Penerapan Sistem Sekulerisme
Maraknya pembunuhan secara sadis menggambarkan rusaknya pemikiran manusia hari ini. Sekulerisme inilah yang menjadi biang rusaknya pemikiran. Sekulerisme telah mencabut dan menjauhkan nilai-nilai agama (Islam) pada setiap individu. Oleh karena itu, mereka tumbuh menjadi generasi yang tidak lagi memiliki perisai untuk mencegah perbuatan maksiat. Perisai sebagai alat kontrol dalam berperilaku.
Sistem sekulerisme menyebabkan orang tidak takut dosa dan murka Allah, sehingga mereka enteng dalam bertindak kriminal, termasuk membunuh. Ketika melakukan tindak kriminal, mereka hanya takut dipenjara daripada siksa neraka. Bahkan, gambaran surga dan neraka seolah jauh dari realitas kehidupan. Inilah akibat penerapan sistem sekulerisme.
Dalam sekulerisme, tujuan hidupnya adalah kepuasan tanpa peduli halal, haram, benar, dan salah. Ketika realitas hidup tidak sesuai keinginannya, ia bisa melampiaskan kemarahannya dengan apa pun sesuka hatinya, termasuk dengan menghilangkan nyawa seseorang.

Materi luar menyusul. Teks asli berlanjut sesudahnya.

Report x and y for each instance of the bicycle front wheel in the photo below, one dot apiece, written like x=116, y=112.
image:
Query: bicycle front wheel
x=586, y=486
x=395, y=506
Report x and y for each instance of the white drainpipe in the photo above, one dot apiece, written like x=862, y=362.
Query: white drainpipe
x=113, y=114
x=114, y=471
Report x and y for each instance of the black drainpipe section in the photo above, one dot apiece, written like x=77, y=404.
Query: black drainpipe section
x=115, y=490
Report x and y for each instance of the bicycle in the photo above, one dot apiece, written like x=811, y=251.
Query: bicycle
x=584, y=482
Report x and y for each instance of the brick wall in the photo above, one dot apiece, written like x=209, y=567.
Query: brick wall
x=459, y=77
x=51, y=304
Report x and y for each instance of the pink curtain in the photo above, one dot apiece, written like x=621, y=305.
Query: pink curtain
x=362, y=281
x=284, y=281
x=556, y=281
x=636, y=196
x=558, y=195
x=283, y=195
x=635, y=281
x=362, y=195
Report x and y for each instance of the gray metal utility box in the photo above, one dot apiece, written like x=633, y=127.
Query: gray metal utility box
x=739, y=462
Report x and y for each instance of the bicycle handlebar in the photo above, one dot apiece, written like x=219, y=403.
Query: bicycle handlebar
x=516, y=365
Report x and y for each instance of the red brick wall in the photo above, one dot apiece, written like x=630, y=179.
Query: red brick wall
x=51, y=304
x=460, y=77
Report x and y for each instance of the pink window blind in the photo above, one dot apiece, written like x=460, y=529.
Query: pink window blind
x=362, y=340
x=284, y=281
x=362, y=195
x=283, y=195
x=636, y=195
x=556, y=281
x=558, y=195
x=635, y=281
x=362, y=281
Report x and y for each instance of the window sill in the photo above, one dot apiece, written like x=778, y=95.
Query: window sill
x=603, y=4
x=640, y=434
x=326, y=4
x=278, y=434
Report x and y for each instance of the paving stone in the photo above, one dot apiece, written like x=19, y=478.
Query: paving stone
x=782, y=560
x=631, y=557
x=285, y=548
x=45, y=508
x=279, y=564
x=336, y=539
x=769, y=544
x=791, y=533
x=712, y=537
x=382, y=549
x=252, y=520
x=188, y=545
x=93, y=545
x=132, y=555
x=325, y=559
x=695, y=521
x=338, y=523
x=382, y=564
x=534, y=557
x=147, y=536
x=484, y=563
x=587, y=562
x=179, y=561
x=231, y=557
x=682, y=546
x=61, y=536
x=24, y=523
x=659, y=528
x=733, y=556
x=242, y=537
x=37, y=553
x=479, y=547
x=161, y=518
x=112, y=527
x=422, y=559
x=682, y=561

Menormalisasi Pergaulan Bebas
Tragedi mengerikan ini bukanlah kasus tunggal. Ia merupakan gambaran dari pergaulan bebas dan kohabitasi, atau biasa dikenal kumpul kebo, dari generasi muda. Sistem sekulerisme melahirkan liberalisme, paham yang menjunjung tinggi nilai kebebasan. Oleh karena itu, mereka menganggap tinggal bersama tanpa pernikahan merupakan bentuk dari ekspresi hak pribadi.
Usia remaja yang terdorong menjalani hubungan layaknya suami istri, sebenarnya belum siap secara mental, emosional, dan finansial. Walaupun mereka sudah hidup bersama selama 5 tahun, hubungan seperti ini rapuh dan rawan. Mengapa demikian? Karena hubungan tanpa pernikahan tentu tidak ada komitmen yang kuat dan tanggung jawab yang pasti dari pihak laki-laki. Oleh karena itu, ketika masalah muncul, hubungan mudah berakhir dan kekerasan mudah terjadi.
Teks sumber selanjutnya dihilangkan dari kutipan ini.